The Ex-Cub Factor continued to bedevil teams until 2001, when the Diamondbacks defeated the Yankees despite having four former Cubs (Mark Grace, Luis Gonzalez, Mike Morgan and Miguel Batista) on the roster. As in 1960, the Yankees lost in the bottom of the ninth of Game 7.
So, you're thinking, maybe it's just the Yankees who fall victim to this. It's possible that the final nail in the Ex-Cub Factor might have been driven in by the 2008 Phillies, who won the World Series with three former Cubs on their postseason roster: Matt Stairs, Jamie Moyer and Scott Eyre, to the Rays' one (Cliff Floyd). Even that might have an explanation: Cubs manager Lou Piniella didn't like Eyre and used to call him "Stevie Ire". Perhaps Eyre had his "Cubness" driven out of him by Sweet Lou.
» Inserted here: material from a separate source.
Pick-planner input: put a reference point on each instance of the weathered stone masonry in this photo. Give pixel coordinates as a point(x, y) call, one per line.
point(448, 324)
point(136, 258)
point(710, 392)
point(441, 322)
Since 2008, the Factor has been quiescent. Stairs and Eyre played for the Phillies again in the 2009 World Series, when they lost to the Yankees, who had just one former Cub: Jerry Hairston Jr. There was just one ex-Cub in the 2010 World Series, on the roster of the eventual champion Giants: Mike Fontenot. And he didn't actually get to play; he appears in the Game 2 boxscore, but he never got into the game. He was announced as a pinch-hitter and was replaced when the Rangers brought a lefthander in to face him.
Which brings us to 2011 and, oddly, the only former Cub in this year's World Series is Fontenot's former Cubs and LSU teammate Ryan Theriot. Theriot went 6-for-10 in the NLDS against the Phillies, but barely played, and badly (1-for-10 in four games) in the NLCS.
Is this an omen for the Cardinals? Has the Ex-Cub Factor finally been consigned to the dustbin of history? Is playing for LSU what did it? (Giants closer Brian Wilson also played for LSU, but Theriot is the only LSU player in this year's World Series.) Or will Theriot's presence as the only former Cub doom St. Louis to defeat? He certainly didn't make any friends with Cubs fans with the "right side of the rivalry" remark he made last December after he was traded to St. Louis by the Dodgers. Perhaps that will trump what Cubs fans used to call the "Cajun Connection".
Beginning tonight in St. Louis, we'll find out.